There is so much beauty outside this time of year. I love the flowers starting to bloom, the weather beginning to warm up and the cheerful laughs of children finally getting to play outside.
But with all the beauty, there is a layer of dust to be cleaned. There are places to be looked at that you haven’t given attention to in a long time.
I’m not talking about the bookshelf, although it also has a layer of dust – I’m talking about the heart. Time for a much deeper spring clean, and my soul needs it.
I often wonder why people take the New Year to make a resolution. I understand it is a new year which makes it a calendar-friendly time to make new goals.
However, I am not energized in January. Those motivations and goals are like the winter daylight – short lived.
But spring time brings energy, brings life and brings a remembrance of the promise we were given: Jesus died on the cross, for me and for you, so that we can LIVE – I mean really, dig-your-hands-in-the-soil kind of LIVE.
Here is what I’ll be tackling this spring:
The Living Room
This is where a lot of dirt can pile up. There is so much commotion in this area. People are coming and going, there is work piled high, there are toys under the couch, and who knows what is under the cushions.
This is where the real priorities get pushed aside for busyness or distraction. Our commitments just seem to get buried behind pillows.
You ran errands, worked, cleaned and ran yourself into a frenzy all day so when you hit that couch, your commitment to read her a book, go to your Bible study, call your friend, workout – it all just becomes not-that-important in your head.
You begin making excuses or justifying your actions. It is OK if you skip out – you deserve a night-off.

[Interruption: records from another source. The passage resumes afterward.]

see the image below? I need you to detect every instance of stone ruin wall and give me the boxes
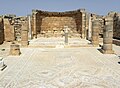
[0,15,29,44]
[0,10,120,45]
[0,17,4,44]
[14,17,28,41]
[3,17,15,42]
[33,10,83,38]
[113,13,120,39]
[108,12,120,39]
[41,17,77,37]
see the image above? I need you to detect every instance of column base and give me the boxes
[93,44,99,47]
[21,41,28,47]
[101,49,114,54]
[9,44,21,56]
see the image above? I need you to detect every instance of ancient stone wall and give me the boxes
[0,17,4,44]
[32,10,83,38]
[3,17,15,42]
[21,17,29,47]
[107,12,120,39]
[113,13,120,39]
[14,17,28,41]
[40,17,77,37]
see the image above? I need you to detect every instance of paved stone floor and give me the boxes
[29,37,91,47]
[0,38,120,88]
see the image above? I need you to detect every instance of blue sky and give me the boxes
[0,0,120,16]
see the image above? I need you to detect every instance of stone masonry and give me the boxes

We are human. We are really good at justifying our laziness and pushing aside commitments.
And this isn’t to say we don’t deserve to sit on that couch and relax, just as long as our promises and the priorities we have aren’t getting traded in.
Charles E. Hummel said, “We live in constant tension between the urgent and the important. The problem is that many important tasks need not be done today, or even this week. But often the urgent, though less important, tasks call for immediate response – endless demands pressure every waking hour. With a sense of loss we recall the important tasks that have been shunted aside. We realize that we’ve become slaves to the tyranny of the urgent.”
Take a good look at this room. Dust off your Bible or the books you said you would read. Fill your couches with good friends that you’ve been meaning to talk with.
When we think that we just need more time in a day, may really be just a need for some re-organization. Say “no” to the urgent and focus on the important.
Time to flip the mattress. While you may think that all the relationships in your life are just fine, these relationships whether with God, your spouse, children or other family and friends might need some serious readjusting.
Pushing aside God for the world’s busyness will drain you even further. There is nothing more crucial than time with Him.
As Sarah Young reminds, He is omnipotent and is able to bend time and events in your favor. You will find that you can accomplish more in less time after you’ve given time to Him.
Open the door with your spouse or children. Sit them down and ask if there is anything you can do to strengthen or if anything you are doing is hindering the relationship.
Friendships are a common area that are built up with dust, worn down, stepped on and pushed aside. Stop ignoring your friends. If you want them to go away, ignoring is the way to do it. But if you don’t want them to go away, time and effort is required. They are only going to call you or send you so many invitations before they get tired and stop.
Shake out the rugs. Ask for forgiveness or forgive (even if the other person didn’t ask you). Forgiveness and moving on is the bleach of heart-cleaners.
Our relationships are vital and whether they require a deep clean or just a polish, nothing is more beneficial and rewarding than taking that effort to do so.
After looking at the pile of dirt, organize what needs to be washed and figure out the best way to do it. Learning how to say “no” to the urgent and “yes” to the important may be a gentle and slow adaption while deciding to attend a weekly Bible study or deciding to sit down at the dinner table as a family and talk may be faster and easier.
Whatever it is, give it thought and commitment. The thing with laundry is that it has to get done. Even if you keep pushing the dryer button, at some point, you have to give it attention. Make small goals and finish it to the end.